Związki zawodowe
trzech sieci handlowych:
Biedronki, Carrefoura i Kauflandu
, domagają się
dodatków płacowych
, które byłyby rekompensatą za pracę w czasie
pandemii
.
Pierwsze postulaty o "dodatek covidowy" pojawiły się
w październiku
, kiedy w Polsce doszło do drugiej fali pandemii koronawirusa. Według związkowców pracownicy sklepów narażają swoje zdrowie i życie, świadcząc pracę w trudnym czasie epidemii.

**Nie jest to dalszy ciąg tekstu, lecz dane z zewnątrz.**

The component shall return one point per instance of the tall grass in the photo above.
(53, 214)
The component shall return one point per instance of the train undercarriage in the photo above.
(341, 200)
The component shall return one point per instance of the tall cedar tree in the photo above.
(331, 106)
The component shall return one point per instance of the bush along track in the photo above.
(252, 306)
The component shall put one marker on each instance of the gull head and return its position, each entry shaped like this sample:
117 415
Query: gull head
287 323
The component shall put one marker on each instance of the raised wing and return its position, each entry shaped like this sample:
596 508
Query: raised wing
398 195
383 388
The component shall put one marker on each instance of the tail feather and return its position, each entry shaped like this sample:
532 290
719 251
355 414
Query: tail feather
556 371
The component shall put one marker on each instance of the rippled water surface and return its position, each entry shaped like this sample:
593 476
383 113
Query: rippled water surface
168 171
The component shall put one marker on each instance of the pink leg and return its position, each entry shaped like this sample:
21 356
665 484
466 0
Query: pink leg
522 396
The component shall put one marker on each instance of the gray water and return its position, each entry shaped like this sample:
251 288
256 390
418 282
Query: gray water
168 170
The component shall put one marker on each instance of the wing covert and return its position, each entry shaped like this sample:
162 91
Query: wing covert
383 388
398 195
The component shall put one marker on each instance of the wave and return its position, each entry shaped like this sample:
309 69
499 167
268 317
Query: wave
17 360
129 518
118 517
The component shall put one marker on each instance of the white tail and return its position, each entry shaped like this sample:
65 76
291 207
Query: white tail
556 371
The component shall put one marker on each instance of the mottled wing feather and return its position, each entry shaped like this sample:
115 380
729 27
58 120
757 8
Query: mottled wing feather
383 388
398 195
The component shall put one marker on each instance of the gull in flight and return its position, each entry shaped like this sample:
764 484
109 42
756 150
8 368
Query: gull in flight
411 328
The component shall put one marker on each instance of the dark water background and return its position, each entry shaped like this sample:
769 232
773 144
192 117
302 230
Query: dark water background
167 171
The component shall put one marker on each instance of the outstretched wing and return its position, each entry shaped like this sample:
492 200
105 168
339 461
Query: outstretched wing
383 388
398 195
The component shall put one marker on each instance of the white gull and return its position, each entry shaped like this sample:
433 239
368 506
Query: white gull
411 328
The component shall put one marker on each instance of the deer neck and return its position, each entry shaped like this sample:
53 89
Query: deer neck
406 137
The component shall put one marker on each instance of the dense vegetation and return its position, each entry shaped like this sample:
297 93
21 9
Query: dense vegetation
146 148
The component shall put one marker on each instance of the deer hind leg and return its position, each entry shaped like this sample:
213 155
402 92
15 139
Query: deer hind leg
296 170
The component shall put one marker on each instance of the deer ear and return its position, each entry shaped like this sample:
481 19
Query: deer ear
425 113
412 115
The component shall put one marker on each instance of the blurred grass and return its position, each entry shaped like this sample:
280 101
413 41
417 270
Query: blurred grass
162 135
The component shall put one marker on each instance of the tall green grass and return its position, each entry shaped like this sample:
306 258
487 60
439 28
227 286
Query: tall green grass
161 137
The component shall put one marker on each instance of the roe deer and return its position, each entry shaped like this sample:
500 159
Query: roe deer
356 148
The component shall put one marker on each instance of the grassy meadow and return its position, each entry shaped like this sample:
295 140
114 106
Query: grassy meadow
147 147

Podkreślają, że
ryzyko zarażenia dla osób pracujących w sklepach jest wysokie
.
W połowie listopada związku działające przy Jeronimo Martins Polska postulują o przyznanie pracownikom Biedronki dodatku do pensji.
- W imieniu Zakładowych Organizacji Związkowych działających na terenie JMP SA wnosimy do pracodawcy o rozważenie wprowadzenia dodatku do pensji w kwocie
1500 PLN brutto na każdy etat
, na okres trwania pandemii, dla pracowników świadczących pracę w obecnym, trudnym czasie epidemii, narażając swoje zdrowie i życie podczas wypełniania obowiązków pracowniczych - napisano w piśmie skierowanym przez związkowców do zarządu Biedronki.
Biedronka z kolei tłumaczy, że już dwukrotnie przyznała swoim pracownikom dodatki:
- Już na samym początku pandemii, sieć Biedronka szczególnie doceniła pracowników, dwukrotnie przyznając zatrudnionym w sklepach i centrach dystrybucyjnych dodatkowe nagrody za dwa marcowe tygodnie.
Ich łączna wartość wyniosła 550 zł brutto dla każdego pracującego w obu tych tygodniach. Dodatkowo, w tym szczególnym czasie sieć wypłaciła pracownikom pełną premię uznaniową związaną z wynikami sklepu niezależnie od faktycznego stopnia realizacji celów sprzedażowych. Ponadto, w tym roku 46 tysięcy pracowników sieci Biedronka otrzymało specjalną nagrodę roczną im. Elisio Alexandre Soares dos Santos w wysokości 2300 zł brutto. To podziękowanie za zaangażowanie w służbie klientom i udział w realizacji celów, które stały przed firmą w 2019 roku. Nagroda została wypłacona jeszcze przed kwietniowymi wynagrodzeniami i jest wyższa o 200 złotych od poprzedniej, będąc jednocześnie najwyższą w historii Biedronki - mówi Marcin Hadaj, menedżer ds. komunikacji korporacyjnej w sieci Biedronka.
Sytuację podgrzewa
także propozycja opozycji odnośnie
dodatkowej niedzieli handlowej zaproponowanej na 6 grudnia
. Ustawa została przegłosowana przez parlament, teraz czeka na podpis prezydenta Andrzeja Dudy.
Związkowcy z Solidarności
zaapelowali do prezydenta
Andrzeja Dudy, by do poniedziałku 7 grudnia nie podpisywał nowelizacji
ustawy, która zniesie zakaz handlu w niedzielę 6 grudnia.
"Prezydent wielokrotnie udowodnił w przeszłości, że dostrzega i rozumie pracowników handlu. Dlatego prosimy, aby wstrzymał się Pan z podpisaniem tzw. ustawy covidowej do poniedziałku 7 grudnia. To obecnie jedyny sposób, aby niedziela 6 grudnia pozostała dniem wolnym od pracy w handlu i aby pracownicy tej branży mogli spędzić ten dzień ze swoimi dziećmi" - napisała w liście do prezydenta Solidarność.